Public Health Impact

Preterm birth is associated with increased infant and childhood morbidity such as neurodevelopmental deficits and behavioral problems. Several adult diseases, such as diabetes, hypertension, and cardiovascular disease, are more likely to occur among preterm infants. Preterm birth is also associated with increased mortality with two thirds of perinatal deaths occurring among preterm infants. Although preterm delivery is associated with birth defects and other causes of mortality, one third of these deaths have been shown to be directly attributable to preterm delivery.

Preterm births can exact a considerable toll on health care systems since most premature babies require extensive neonatal and postneonatal medical care.

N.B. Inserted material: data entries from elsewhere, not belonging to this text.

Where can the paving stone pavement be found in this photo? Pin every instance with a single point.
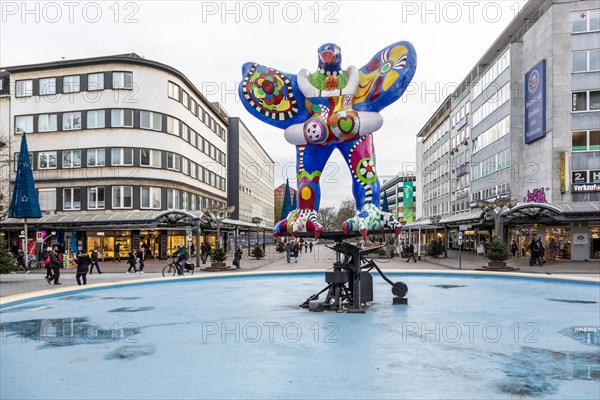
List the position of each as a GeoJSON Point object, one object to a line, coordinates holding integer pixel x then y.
{"type": "Point", "coordinates": [320, 258]}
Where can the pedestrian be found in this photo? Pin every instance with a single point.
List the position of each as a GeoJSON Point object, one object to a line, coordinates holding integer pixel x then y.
{"type": "Point", "coordinates": [117, 252]}
{"type": "Point", "coordinates": [553, 249]}
{"type": "Point", "coordinates": [94, 262]}
{"type": "Point", "coordinates": [131, 260]}
{"type": "Point", "coordinates": [411, 252]}
{"type": "Point", "coordinates": [237, 258]}
{"type": "Point", "coordinates": [54, 267]}
{"type": "Point", "coordinates": [21, 261]}
{"type": "Point", "coordinates": [141, 256]}
{"type": "Point", "coordinates": [297, 248]}
{"type": "Point", "coordinates": [83, 261]}
{"type": "Point", "coordinates": [289, 249]}
{"type": "Point", "coordinates": [534, 253]}
{"type": "Point", "coordinates": [46, 262]}
{"type": "Point", "coordinates": [542, 252]}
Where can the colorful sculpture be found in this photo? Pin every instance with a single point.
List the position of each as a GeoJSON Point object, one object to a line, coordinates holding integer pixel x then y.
{"type": "Point", "coordinates": [330, 109]}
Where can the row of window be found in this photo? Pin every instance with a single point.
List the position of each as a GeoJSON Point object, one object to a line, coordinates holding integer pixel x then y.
{"type": "Point", "coordinates": [585, 21]}
{"type": "Point", "coordinates": [124, 156]}
{"type": "Point", "coordinates": [117, 118]}
{"type": "Point", "coordinates": [436, 135]}
{"type": "Point", "coordinates": [498, 130]}
{"type": "Point", "coordinates": [490, 165]}
{"type": "Point", "coordinates": [585, 61]}
{"type": "Point", "coordinates": [177, 93]}
{"type": "Point", "coordinates": [121, 197]}
{"type": "Point", "coordinates": [73, 83]}
{"type": "Point", "coordinates": [585, 140]}
{"type": "Point", "coordinates": [494, 191]}
{"type": "Point", "coordinates": [491, 105]}
{"type": "Point", "coordinates": [491, 74]}
{"type": "Point", "coordinates": [588, 100]}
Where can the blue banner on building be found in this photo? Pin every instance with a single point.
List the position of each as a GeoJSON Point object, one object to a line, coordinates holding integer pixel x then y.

In the United States, the disease burden associated with preterm deliveries was estimated at $26 billion a year. The annual cost of neonatal care alone was estimated at $1 billion for preterm births occurring in Canada (excluding costs associated with long-term medical care).

Mechanisms

Preterm birth can occur via at least four major pathophysiologic pathways that may work independently or simultaneously. These include the following:

  • inflammation and infection associated with maternal and fetal cytokine response (∼ 40% of preterm births);
  • maternal/fetal stress and the production of placental and fetal-membrane derived corticotropin-releasing hormone, which in turn enhances placental estrogen and stimulates fetal cortisol production (∼ 25% of preterm births);
  • abruption or decidual hemorrhage with thrombininduced protease expression and disturbances in uterine tone (∼ 25% of preterm births); and 4. mechanical stretch due to multifetal pregnancy or polyhydramnios-induced uterine or cervical distention (∼ 10% of preterm births).

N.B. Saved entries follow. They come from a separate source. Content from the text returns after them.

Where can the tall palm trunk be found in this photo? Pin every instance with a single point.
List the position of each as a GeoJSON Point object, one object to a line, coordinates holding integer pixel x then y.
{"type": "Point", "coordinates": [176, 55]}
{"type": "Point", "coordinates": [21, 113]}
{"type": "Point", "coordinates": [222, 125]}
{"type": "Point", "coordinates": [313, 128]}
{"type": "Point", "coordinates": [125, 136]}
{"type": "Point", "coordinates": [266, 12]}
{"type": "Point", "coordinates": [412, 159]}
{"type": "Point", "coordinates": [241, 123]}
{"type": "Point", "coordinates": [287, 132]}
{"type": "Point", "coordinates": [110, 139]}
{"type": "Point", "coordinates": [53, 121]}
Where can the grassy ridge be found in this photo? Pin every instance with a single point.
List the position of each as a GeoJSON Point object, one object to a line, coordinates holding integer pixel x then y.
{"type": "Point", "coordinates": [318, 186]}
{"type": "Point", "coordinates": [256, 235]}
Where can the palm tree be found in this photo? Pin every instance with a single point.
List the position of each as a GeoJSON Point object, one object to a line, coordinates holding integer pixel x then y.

These pathways result in activation of the uterine myometrium which can initiate a preterm delivery through uterine contractions, cervical dilation, and premature rupture of the membranes.

Risk Factors

Preterm delivery is a multifactorial outcome in which the cause is unknown in nearly half of preterm births (i.e., idiopathic). Nonidiopathic preterm births can be classified by clinical subtypes, including spontaneous preterm labor, premature membrane rupture, and induction of labor or cesarean section triggered by maternal or fetal indications (e.g., hypertensive disorders of pregnancy, cervical incompetence). Risk factors for preterm birth identified in epidemiological studies include young and old maternal age, African American race, smoking, alcohol use, drug use, nutritional deficiency, poverty/neighborhood factors, stress/anxiety, inadequate prenatal care, inadequate weight gain during pregnancy, hypertension, uterine bleeding, short interconceptual interval, and previous preterm delivery. Systemic maternal infections such as pneumonia and periodontal disease have been associated with preterm delivery in epidemiological studies. Genital tract infections such as bacterial vaginosis have also been linked with an increased risk of preterm delivery. Associations have also been reported in epidemiological studies between risk of preterm birth and various environmental and occupational exposures, including pesticides, organochlorinated compounds (e.g., 1,1-dichloro-2, 2-bis(p-chlorophenyl)ethylene) and air pollutants (e.g., sulfur dioxide and particulate matter < 10 µm).